Do not allow well-meaning but confused proponents to obscure concepts related to normalization and dimensional design.  Under a normalized approach one usually would not expect for numeric data items and textual data items to fall into different logical relations when connected to the same entity object. Yet within a multidimensional approach that is exactly what happens. Multidimensional design and normal design are not the same, and one should not expect to claim that both approaches were used and that they resulted in the same data model.  Normal design is by its nature a logical construct. Multidimensional can be considered a specific technique of physical design that is completely divorced from a logical layer. As such, normal and multidimensional designs are not even at a compatible level of construction.

Normalized Design

The goal of a normalized design is to express the true nature of the data in focus. However, the term “true nature” usually does not mean some independent universal truth. Very few universal truths are out there for us to use and leverage. Rather, the truth expressed is that contained within the confines of the organization and those who work there.

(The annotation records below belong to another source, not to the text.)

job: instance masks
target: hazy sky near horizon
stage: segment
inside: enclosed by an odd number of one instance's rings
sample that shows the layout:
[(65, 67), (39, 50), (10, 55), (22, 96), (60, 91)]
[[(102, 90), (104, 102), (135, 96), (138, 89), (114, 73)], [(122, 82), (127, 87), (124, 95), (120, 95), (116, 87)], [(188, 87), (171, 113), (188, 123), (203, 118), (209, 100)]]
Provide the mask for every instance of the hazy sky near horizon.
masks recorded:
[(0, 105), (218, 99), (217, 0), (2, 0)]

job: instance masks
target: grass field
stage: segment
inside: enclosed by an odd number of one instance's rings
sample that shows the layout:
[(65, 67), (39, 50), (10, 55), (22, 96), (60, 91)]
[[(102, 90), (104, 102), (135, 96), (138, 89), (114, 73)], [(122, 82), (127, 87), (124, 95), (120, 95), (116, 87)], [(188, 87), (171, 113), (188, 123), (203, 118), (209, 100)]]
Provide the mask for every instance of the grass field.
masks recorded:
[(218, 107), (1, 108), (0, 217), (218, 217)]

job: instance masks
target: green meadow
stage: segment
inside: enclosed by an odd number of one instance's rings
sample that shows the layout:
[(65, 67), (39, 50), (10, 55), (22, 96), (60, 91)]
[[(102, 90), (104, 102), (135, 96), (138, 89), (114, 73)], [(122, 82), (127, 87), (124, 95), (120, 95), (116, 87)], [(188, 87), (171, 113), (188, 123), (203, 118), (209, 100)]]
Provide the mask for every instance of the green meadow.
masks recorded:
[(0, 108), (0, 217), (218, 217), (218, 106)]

The shared signals and symbols used within the microculture defining the organization, reflecting how one organization sees the world as unique and different than that within another organization, even when both organizations are in the same industry. Certainly, organizations within the same industry have commonalities and similarities. But there are differences among these organizations in thought, in approach, and across a great many subtle perspectives that make each organization distinctive and unique.

Dimensional Modeling

Unlike normalized design, dimensional modeling is not attempting to express the true nature of the data in focus. Dimensional modeling is working toward other goals. This point of diverse goals seems to confuse some who see multidimensional and normalized forms as relatively equivalent. The approaches are not the same. A multidimensional approach is attempting to standardize the breakdown of data items based on data type and generalized role, arranging individual data items in a skewed fashion. These arrangements are biased into forms meant to support the answer of expected questions. These forms are effectively optimized for slicing and dicing, e.g., group by this value and filter by that value. Every dimension group connects into the fact in exactly the same expected fashion.

And when wishing to ultimately create a star schema for use in reporting and OLAP tasks, before one can successfully establish a multidimensional design, one needs to have a normalized design covering the same universe of discourse. Ideally, these normalized designs were already created during the initiatives that selected the source operational solutions. If those designs do not exist, that is not entirely unusual. Every initiative is challenged to establish and maintain current database designs. However, the time should be taken to establish a fairly useful understanding of the normalized design. Because even though the targeted tables will be components of a multidimensional approach, normal knowledge is important. Fact tables, dimension tables and even the occasional evil bridge table must all be maintained. And in establishing the rules to properly understand value changes and their impact across these multidimensional structures, the normalized relationships will direct how to embrace those changes. For simple aspects, such as properly grouping a hierarchy within a single dimension or to something more subtle, such as understanding when inserts to a dimension will drive inserts within a bridge table, understanding the true nature of data within an organization keeps everything in order.

Multidimensional approaches and normalized approaches establish different designs and have differing goals. However, understanding the nature of one’s data is always important. Therefore, it is always in one’s best interest to understand how all the data reacts in a normalized fashion because this knowledge will come into play sooner or later.